Van'da 'kayyım' yürüyüşüne polis engeli: 'Vali anayasal suç işliyor'

Van'da kayyım atamalarını protesto etmek için düzenlenmek istenen yürüyüş polis engeline takıldı. DEM Partili Sezai Temelli, "Van Valisi anayasa suçu işlemektedir" dedi.

Google Haberlere Abone ol

VAN - Hakkari, Esenyurt ve son olarak Mardin, Batman ve Halfeti'ye kayyım atanmasının ardından başlayan eylemler beşinci gününde de devam etti.

Van'da, günler öncesinden çağrısı yapılan 'Büyük Yürüyüş' için yüzlerce kişi Demokratik Bölgeler Partisi (DBP) Van İl Örgütü önünde bir araya geldi. DEM Parti, DBP ve TJA tarafından organize edilen yürüyüş polis engeline takıldı.
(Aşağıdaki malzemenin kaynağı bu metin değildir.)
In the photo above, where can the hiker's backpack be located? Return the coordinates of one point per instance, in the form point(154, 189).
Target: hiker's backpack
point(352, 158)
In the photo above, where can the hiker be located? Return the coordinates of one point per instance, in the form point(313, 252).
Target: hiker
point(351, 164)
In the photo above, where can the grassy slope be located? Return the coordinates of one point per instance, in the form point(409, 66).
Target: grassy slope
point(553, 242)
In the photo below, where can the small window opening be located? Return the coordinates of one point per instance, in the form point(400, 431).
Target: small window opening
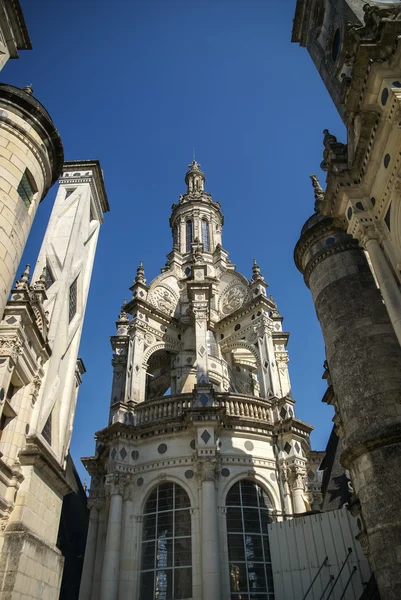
point(27, 188)
point(73, 298)
point(47, 430)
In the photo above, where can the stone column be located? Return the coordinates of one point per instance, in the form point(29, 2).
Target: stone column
point(298, 489)
point(389, 287)
point(126, 559)
point(364, 358)
point(85, 591)
point(211, 585)
point(100, 545)
point(111, 562)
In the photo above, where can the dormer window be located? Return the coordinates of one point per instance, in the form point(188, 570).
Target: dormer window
point(189, 235)
point(205, 235)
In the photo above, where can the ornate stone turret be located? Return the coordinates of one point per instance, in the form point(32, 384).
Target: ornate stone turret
point(32, 158)
point(200, 397)
point(364, 361)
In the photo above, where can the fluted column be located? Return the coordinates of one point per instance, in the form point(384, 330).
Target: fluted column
point(298, 489)
point(364, 359)
point(111, 562)
point(211, 585)
point(85, 591)
point(100, 545)
point(126, 559)
point(389, 287)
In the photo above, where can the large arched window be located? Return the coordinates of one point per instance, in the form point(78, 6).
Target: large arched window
point(251, 576)
point(166, 564)
point(205, 235)
point(189, 235)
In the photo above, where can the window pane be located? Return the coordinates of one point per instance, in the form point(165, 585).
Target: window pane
point(233, 496)
point(236, 547)
point(166, 561)
point(256, 577)
point(148, 556)
point(182, 552)
point(254, 548)
point(238, 578)
point(164, 553)
point(182, 583)
point(165, 524)
point(147, 582)
point(72, 307)
point(149, 527)
point(181, 498)
point(248, 548)
point(182, 523)
point(163, 585)
point(205, 236)
point(188, 235)
point(234, 519)
point(251, 520)
point(249, 495)
point(166, 495)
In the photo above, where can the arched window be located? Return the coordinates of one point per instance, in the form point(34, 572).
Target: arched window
point(251, 575)
point(205, 235)
point(175, 237)
point(188, 236)
point(166, 563)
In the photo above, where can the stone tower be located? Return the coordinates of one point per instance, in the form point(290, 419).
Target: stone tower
point(202, 449)
point(40, 373)
point(356, 48)
point(31, 159)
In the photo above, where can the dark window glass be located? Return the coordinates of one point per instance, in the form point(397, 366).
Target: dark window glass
point(47, 430)
point(166, 562)
point(205, 236)
point(335, 47)
point(72, 306)
point(27, 188)
point(49, 277)
point(250, 569)
point(189, 235)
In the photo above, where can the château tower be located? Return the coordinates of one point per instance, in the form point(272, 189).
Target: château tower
point(356, 48)
point(201, 431)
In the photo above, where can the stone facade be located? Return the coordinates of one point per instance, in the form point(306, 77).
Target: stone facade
point(14, 35)
point(39, 378)
point(350, 255)
point(201, 404)
point(31, 158)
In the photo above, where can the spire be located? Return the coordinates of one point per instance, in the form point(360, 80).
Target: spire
point(319, 193)
point(195, 178)
point(22, 284)
point(140, 274)
point(40, 284)
point(256, 272)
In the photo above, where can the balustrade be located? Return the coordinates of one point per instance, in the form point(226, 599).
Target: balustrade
point(174, 407)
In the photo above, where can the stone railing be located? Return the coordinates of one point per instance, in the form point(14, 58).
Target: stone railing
point(174, 407)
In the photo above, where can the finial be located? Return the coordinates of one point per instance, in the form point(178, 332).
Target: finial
point(140, 274)
point(23, 282)
point(123, 314)
point(319, 193)
point(40, 284)
point(256, 272)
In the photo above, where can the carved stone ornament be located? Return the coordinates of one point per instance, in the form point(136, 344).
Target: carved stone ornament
point(163, 299)
point(36, 383)
point(10, 347)
point(232, 299)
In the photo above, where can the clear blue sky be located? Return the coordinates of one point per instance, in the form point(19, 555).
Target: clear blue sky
point(137, 84)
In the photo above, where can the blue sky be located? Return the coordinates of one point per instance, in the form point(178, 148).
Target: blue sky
point(137, 84)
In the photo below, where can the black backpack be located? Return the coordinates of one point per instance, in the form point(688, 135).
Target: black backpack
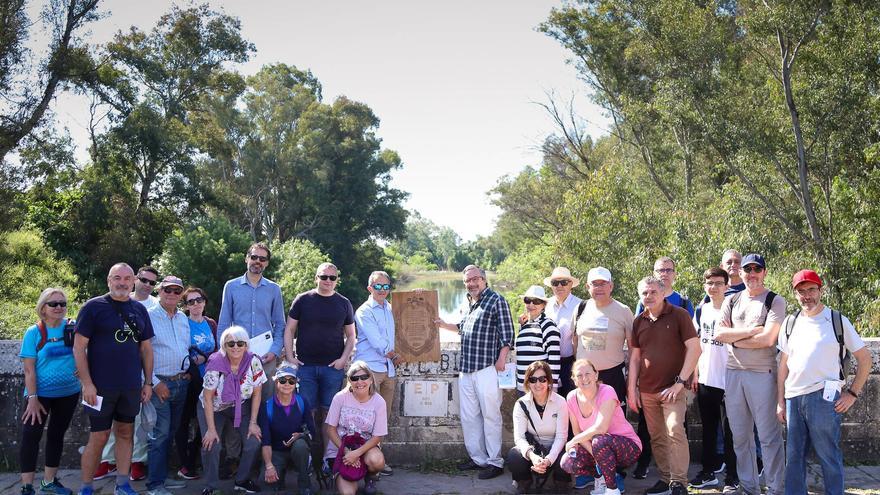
point(837, 323)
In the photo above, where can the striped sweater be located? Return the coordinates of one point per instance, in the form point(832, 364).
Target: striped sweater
point(537, 340)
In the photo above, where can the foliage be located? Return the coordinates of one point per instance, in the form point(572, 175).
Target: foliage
point(27, 266)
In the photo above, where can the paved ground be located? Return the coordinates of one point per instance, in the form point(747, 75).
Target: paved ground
point(859, 480)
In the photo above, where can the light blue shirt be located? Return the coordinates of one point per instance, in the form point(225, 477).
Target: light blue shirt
point(375, 329)
point(170, 342)
point(258, 309)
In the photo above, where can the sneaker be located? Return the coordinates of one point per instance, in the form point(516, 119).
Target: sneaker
point(105, 470)
point(659, 488)
point(187, 474)
point(138, 471)
point(640, 472)
point(246, 486)
point(54, 488)
point(125, 489)
point(582, 481)
point(489, 472)
point(703, 479)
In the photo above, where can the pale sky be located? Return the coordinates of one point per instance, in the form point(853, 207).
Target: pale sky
point(454, 83)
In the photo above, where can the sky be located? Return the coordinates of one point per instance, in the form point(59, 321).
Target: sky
point(455, 84)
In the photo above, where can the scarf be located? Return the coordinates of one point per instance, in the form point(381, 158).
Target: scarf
point(231, 382)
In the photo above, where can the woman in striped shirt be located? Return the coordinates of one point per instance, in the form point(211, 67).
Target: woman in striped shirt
point(538, 337)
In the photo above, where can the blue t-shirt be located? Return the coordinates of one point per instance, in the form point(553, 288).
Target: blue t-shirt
point(55, 366)
point(201, 336)
point(113, 354)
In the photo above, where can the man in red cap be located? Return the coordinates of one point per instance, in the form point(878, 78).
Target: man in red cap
point(812, 392)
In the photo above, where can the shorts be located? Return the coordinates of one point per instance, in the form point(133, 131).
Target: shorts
point(118, 405)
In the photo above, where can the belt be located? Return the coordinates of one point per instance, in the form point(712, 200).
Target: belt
point(174, 378)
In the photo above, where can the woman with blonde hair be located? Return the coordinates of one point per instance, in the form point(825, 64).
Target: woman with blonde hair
point(355, 424)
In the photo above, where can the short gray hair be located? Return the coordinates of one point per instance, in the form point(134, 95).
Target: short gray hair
point(239, 333)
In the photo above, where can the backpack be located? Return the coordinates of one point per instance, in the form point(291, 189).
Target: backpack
point(67, 335)
point(836, 322)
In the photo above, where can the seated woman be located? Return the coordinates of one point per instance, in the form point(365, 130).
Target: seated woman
point(357, 409)
point(231, 397)
point(287, 423)
point(539, 417)
point(602, 436)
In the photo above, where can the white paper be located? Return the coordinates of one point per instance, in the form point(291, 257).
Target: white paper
point(507, 378)
point(98, 401)
point(261, 344)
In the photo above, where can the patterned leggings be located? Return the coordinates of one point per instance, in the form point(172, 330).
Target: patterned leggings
point(609, 452)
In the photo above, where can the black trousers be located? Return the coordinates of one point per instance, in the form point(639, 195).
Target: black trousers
point(60, 411)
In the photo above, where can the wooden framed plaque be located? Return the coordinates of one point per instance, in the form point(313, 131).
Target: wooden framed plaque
point(415, 335)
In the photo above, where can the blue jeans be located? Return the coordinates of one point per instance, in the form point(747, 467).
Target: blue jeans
point(318, 384)
point(168, 414)
point(813, 421)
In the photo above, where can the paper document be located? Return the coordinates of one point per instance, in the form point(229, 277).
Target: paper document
point(98, 401)
point(261, 344)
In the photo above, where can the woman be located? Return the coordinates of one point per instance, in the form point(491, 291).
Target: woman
point(202, 331)
point(538, 337)
point(357, 409)
point(51, 390)
point(602, 436)
point(287, 425)
point(540, 426)
point(231, 396)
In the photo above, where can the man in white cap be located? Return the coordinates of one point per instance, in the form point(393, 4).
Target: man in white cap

Yüzlerce polis ve zırhlı araç tarafından abluka altına alınan partililerin yürüyüşüne izin verilmedi. Abluka ile çevrili alanda DEM Parti Grup Başkan Vekili Sezai Temelli, bölge milletvekilleri, Van Büyükşehir Belediyesi Eş Başkanları Abdullah Zeydan ile Neslihan Şedal ve çok sayıda sivil toplum örgütü bulundu.

Düzenlenmek istenen yürüyüşün başlangıç noktası olarak belirlenen, Cumhuriyet Caddesi üzerindeki DBP il örgütünün bulunduğu binanın etrafında çok sayıda zırhlı araç, TOMA ve polis otobüsleri bulunuyor. Kent genelinde de yoğun polis hareketliliği göze çarptı.

DEM Parti İpekyolu İlçe Örgütü binasına kadar yürüyüş yapılabilmesi için, partililer ile polis arasında müzakere yapıldı.

Abluka altındaki bekleyiş yaklaşık bir saat sürdü. Bu süre içerisinde yürüyüş için yapılan tüm müzakereler sonuçsuz kaldı. Polis yetkilileri, Van Valiliği’nin eylem ve etkinlik yasağını gerekçe göstererek, yürüyüşün yapılmasına izin vermedi. Bunun üzerine polis barikatları arasında, basın açıklaması gerçekleştirildi.

Açıklamada ilk olarak konuşan DBP Van İl Eş Başkanı Gönül Uzunay, iktidarın seçimle kazanamadığı şehirleri kayyım uygulamaları ile ele geçirmeye çalıştığını ve bunu Kürt halkından intikam alırcasına yaptığını söyledi.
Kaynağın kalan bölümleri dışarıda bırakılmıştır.